Corrugated coaxial cable vs other shielding methods

[matthuszagh]

What are the applications of corrugated shielding for coaxial cable in comparison with other forms of shielding? Wikipedia (https://en.wikipedia.org/wiki/Coaxial_cable#Construction) has the following to say about coaxial cable with a corrugated shield:

For high-power radio-frequency transmission up to about 1 GHz, coaxial cable with a solid copper outer conductor is available in sizes of 0.25 inch upward. The outer conductor is corrugated like a bellows to permit flexibility and the inner conductor is held in position by a plastic spiral to approximate an air dielectric. One brand name for such cable is Heliax.

But, when I was looking on Pasternack I found for example this (https://www.pasternack.com/50-ohm-low-loss-corrugated-1-4-superflexible-helical-coax-pe-1-4sfhc-p.aspx). It supports a max frequency of 20.4 GHz, which is well above the 1 GHz mentioned by Wikipedia.

I would assume this solid outer conductive shield would reduce the flexibility of the cable, but this cable has a minimum repeated bend radius of 1 in., which seems pretty good. The rest of the specs also seem good and the price is in the middle of the range compared to some of their other cables.

What are the drawbacks of this cable? When would I not want to use it? For example, is cable assembly more difficult with this cable (I only care about this with respect to a manual crimping process).

The cable outer diameter is a bit on the large side, so maybe this is the main drawback?

[T3sl4co1l]

Maximum frequency is set by acceptable losses, and "breakup" caused by additional non-TEM0 modes.  Wiki is probably erroneous.  Maybe their source explains in better detail (anyone got that edition handbook?), or maybe it's also erroneous.

Losses are determined by construction, generally with larger build having lower loss, and also smoother metal faces (especially silver plated), and higher-Q dielectric (or the lack thereof -- as with foam, spiral or other sparse supports).  The design choice is generally to use the largest line you can, up to the TEM cutoff, given cost, loss budget, and other considerations like available space, flexibility, etc.

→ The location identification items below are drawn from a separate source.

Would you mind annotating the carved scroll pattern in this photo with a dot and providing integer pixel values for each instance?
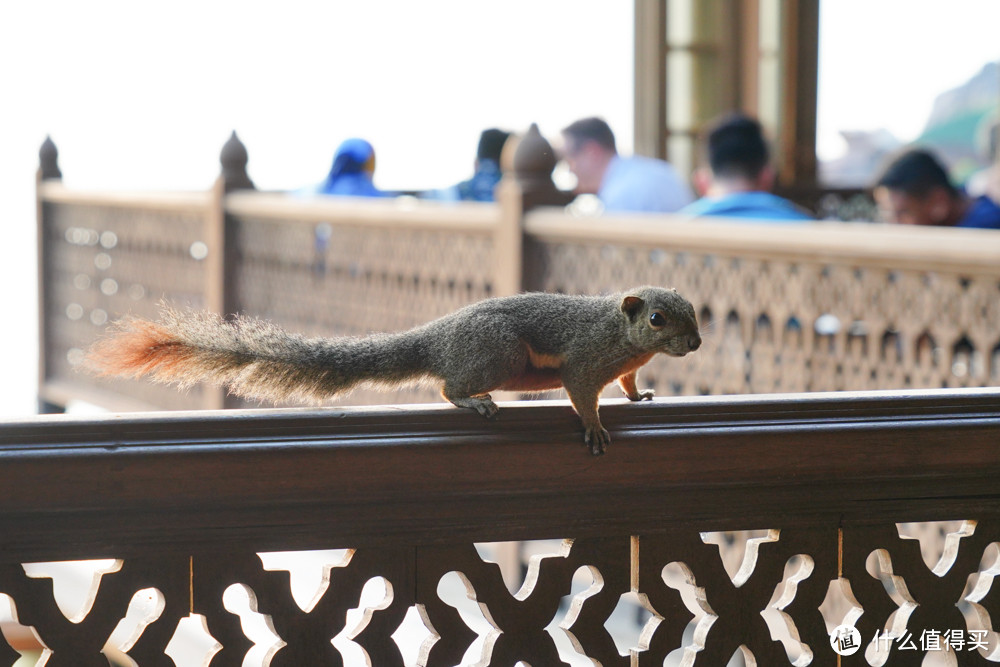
(768, 608)
(788, 326)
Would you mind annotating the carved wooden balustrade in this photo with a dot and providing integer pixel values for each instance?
(815, 307)
(811, 307)
(188, 508)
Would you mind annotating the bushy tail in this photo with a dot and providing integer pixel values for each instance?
(253, 358)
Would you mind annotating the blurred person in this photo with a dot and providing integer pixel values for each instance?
(486, 171)
(915, 190)
(352, 171)
(737, 180)
(633, 183)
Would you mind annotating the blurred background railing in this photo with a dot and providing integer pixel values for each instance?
(811, 307)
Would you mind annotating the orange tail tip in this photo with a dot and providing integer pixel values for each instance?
(136, 348)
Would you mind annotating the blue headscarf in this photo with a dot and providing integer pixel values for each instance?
(351, 173)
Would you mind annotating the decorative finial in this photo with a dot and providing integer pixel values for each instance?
(48, 160)
(534, 162)
(234, 165)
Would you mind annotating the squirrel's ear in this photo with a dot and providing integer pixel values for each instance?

"Cutoff" is not that it stops transmitting signals, but that it stops being as well-behaved of a medium -- specifically what happens is, as higher order (waveguide) modes come into play, their impedances and velocities are all different, and so the signal arrives at its destination over a range of times -- it becomes smeared out, dispersed; hence the property is called dispersion (when velocity depends on frequency).

Tim

[Bassman59]

What are the applications of corrugated shielding for coaxial cable in comparison with other forms of shielding? Wikipedia (https://en.wikipedia.org/wiki/Coaxial_cable#Construction) has the following to say about coaxial cable with a corrugated shield

Back when I was doing work with high power microwave transmitters, we used 25 mm-thick Andrew Heliax cables from the amplifiers to the antennas. This cable had corrugated shields.

Why? These transmitters were powerful and the cable had to handle the power with as low loss as possible. That dictates the cable geometry and the shield thickness. But the cables had to be transported (on big spools) and installed, which meant that they had to be flexible to some degree. A solid shield that could handle the power won't flex. Hence the use of corrugated shields. The shields are like an armadillo's shell.

[David Hess]

The cutoff frequency is the first higher order mode.  Applications which do not excite the higher order modes or are tolerant of them can operate above this frequency.  Increasing the cutoff frequency means using smaller diameter cable with a greater loss.

Corrugations in the inner and outer conductor, and non-uniform support of the inner conductor as with helical construction, and bends cause distortions in the group delay.  Sharp bends are worse than gradual bends.